RELATED: James Blake Press Conference
Before James Blake’s second-round match against Fabrice Santoro, he held an 0-9 record in matches that stretched to five sets. But on Thursday night, the American favorite overcame his five-set curse in a thrilling 6-4, 3-6, 6-2, 4-6, 6-4 win.
It was a long-awaited accomplishment for Blake, who admitted a tremendous sense of relief to finally winning a five-set match. “There used to be a monkey right there,” Blake said with a smile, pointing to his back, “and now it’s gone. I got rid of the five-setter.”
“I actually honestly said to myself at the beginning of that fifth set, I'm just not going to lose this match; I'm going to win this,” he later added. “Up until now, the whole five-set jinx, whatever, it had never really entered into my head. When I got in a fifth set, I was just focused on winning and doing what I had to do to get there, but this time I just said to myself, I'm not going let it happen this time.”
But history may threaten to haunt Blake yet again in the next round, as he will face Stefan Koubek, the man responsible for Blake's second five-set defeat.
“Wouldn't mind getting a little revenge,” Blake said of his rematch with the Austrian. “That was many years ago. I think we were two completely different players at that point. He's improved a whole lot, and I really hope I've improved a whole lot, especially mentally I feel like I've improved a lot.”
Leave it to the man nicknamed “The Magician” to put on an amazing show before falling to the No. 6 seed. Santoro’s performance against Blake just might be the most entertaining match of the 2007 tournament. Clad in a flashy colored striped shirt, Santoro kept pace with the speedy Blake, and the 34-year-old French veteran certainly earned himself a few thousand more fans after this match.
Armed with an unusual style of two-handed forehands and backhands, Santoro matched the American shot for shot, covering every inch of the court to get everything back and returning even the most impossible shots. It seemed when Blake had Santoro scrambling far behind the baseline, the Magician still managed to find a way back in the point.
Blake had early success keeping Santoro on the run and forcing him out of position. But while the American found ways to move into the net and create angled shots, Santoro was so quick to return them that Blake consistently had to hit two or three volleys just to end the point.
The second set was much the same, only this time it was Santoro who used the touch volley game to his advantage. Santoro held at love to split sets, but Blake stormed back by taking the next five games to go up 5-0 in the third.
They each took turns putting the other on the defensive, with Blake dominating play at the net. Santoro broke to stay in the third set, but it was a short-lived victory, as he was broken again at 5-2, giving Blake a two-sets-to-one lead.
The middle three sets were riddled with 12 breaks of serve, each highlighted with some spectacular shot-making. A visibly winded Santoro fought through the fourth, setting up impossible angles for winners and using the offensive lob when Blake moved into the net. After two-and-a-half hours of play, Santoro held at 5-4 to force a decisive fifth set.
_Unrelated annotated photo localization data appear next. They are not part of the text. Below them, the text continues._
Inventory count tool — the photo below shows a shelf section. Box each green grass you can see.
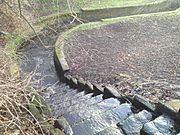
[76,0,164,9]
[34,0,166,13]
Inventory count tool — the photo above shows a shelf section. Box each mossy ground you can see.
[63,9,180,101]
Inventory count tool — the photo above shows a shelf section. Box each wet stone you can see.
[56,95,103,116]
[95,126,124,135]
[52,90,77,100]
[112,103,132,124]
[142,115,175,135]
[72,115,109,135]
[64,98,120,125]
[55,117,73,135]
[54,91,85,105]
[118,110,152,135]
[59,93,93,108]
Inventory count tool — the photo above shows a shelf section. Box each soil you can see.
[0,10,15,47]
[64,16,180,101]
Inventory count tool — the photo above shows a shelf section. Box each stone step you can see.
[43,83,70,100]
[72,103,132,135]
[141,115,176,135]
[49,91,85,111]
[118,110,152,135]
[54,91,85,106]
[51,89,78,101]
[63,98,120,126]
[57,93,93,110]
[55,94,103,117]
[95,125,125,135]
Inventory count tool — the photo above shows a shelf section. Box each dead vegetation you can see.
[0,1,48,135]
[0,48,47,135]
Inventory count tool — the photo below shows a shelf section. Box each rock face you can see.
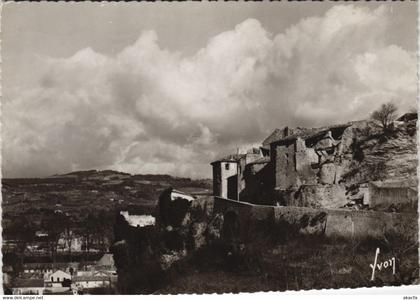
[274,120,418,211]
[111,188,217,294]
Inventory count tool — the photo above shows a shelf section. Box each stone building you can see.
[211,148,263,200]
[212,114,417,211]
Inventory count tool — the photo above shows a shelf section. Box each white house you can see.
[45,270,71,287]
[12,278,45,295]
[73,272,111,289]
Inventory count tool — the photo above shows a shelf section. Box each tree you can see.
[41,212,67,263]
[372,102,398,134]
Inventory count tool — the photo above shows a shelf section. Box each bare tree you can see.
[372,102,398,133]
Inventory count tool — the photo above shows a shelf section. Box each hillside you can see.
[2,170,211,238]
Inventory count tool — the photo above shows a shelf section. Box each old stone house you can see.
[211,114,417,210]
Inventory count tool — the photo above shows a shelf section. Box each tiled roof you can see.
[212,154,246,164]
[73,276,109,282]
[98,253,114,266]
[271,122,352,143]
[13,278,44,288]
[249,156,270,165]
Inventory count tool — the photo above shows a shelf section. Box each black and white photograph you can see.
[1,1,420,299]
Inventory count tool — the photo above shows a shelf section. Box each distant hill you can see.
[2,170,212,236]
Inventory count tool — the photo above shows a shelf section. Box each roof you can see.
[397,112,417,121]
[271,122,353,143]
[13,278,44,288]
[248,156,271,165]
[73,275,109,282]
[370,179,418,190]
[262,126,306,146]
[211,154,246,164]
[97,253,114,266]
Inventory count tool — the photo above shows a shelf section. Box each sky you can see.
[1,1,417,178]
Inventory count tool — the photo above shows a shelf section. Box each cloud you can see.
[3,5,416,177]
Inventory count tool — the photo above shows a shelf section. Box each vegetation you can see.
[372,102,398,134]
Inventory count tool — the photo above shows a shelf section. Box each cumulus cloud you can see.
[3,5,416,177]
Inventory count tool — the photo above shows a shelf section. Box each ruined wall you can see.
[214,197,418,242]
[369,184,418,212]
[220,162,238,198]
[285,184,349,208]
[295,138,318,185]
[273,142,300,190]
[239,162,275,205]
[213,163,222,197]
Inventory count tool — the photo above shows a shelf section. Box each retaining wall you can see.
[213,197,418,242]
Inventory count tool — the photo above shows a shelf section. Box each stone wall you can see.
[369,184,418,212]
[285,184,349,208]
[214,197,418,242]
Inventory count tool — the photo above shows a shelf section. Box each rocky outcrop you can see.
[112,188,217,294]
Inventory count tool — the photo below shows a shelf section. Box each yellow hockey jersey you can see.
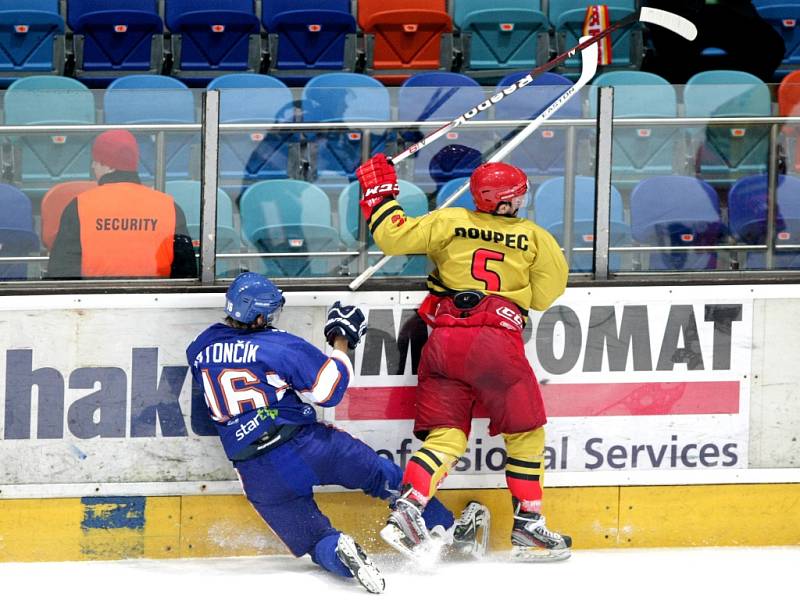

That final frame went down to the wire, as each player held serve and fought off numerous break points. In the sixth game, Santoro began feeling the effects of the match, and he called for the trainer for a quick treatment on his thighs. He battled through the cramps, however, and continued to hold until his final service game at 5-4.
Match point came at 30-40, and Blake ended his five-set losing streak when a shot from Santoro sailed wide.
Asked if he knew about Blake’s five-set record, Santoro replied, “It was very, very low, no? But he never played a five-set match with a 34-year-old guy, that's why.”
Nevertheless, the Frenchman said he was still happy with the match and the way he played against Blake.
“New York is something special. The night session is special,” Santoro said. “When you have the chance to play in New York in a big tournament like a Grand Slam, night session against an American guy in a great atmosphere, (I) was feeling very lucky on the court, and the battle was just great.”
Considering the fact that the game of tennis has now shifted in favor of heavy baseline rallies, fans in attendance were greatly appreciative of both players’ consistent trips to the net. Blake made 83 net approaches, converting on 57 of them, while Santoro converted on 32 of his 59 net plays.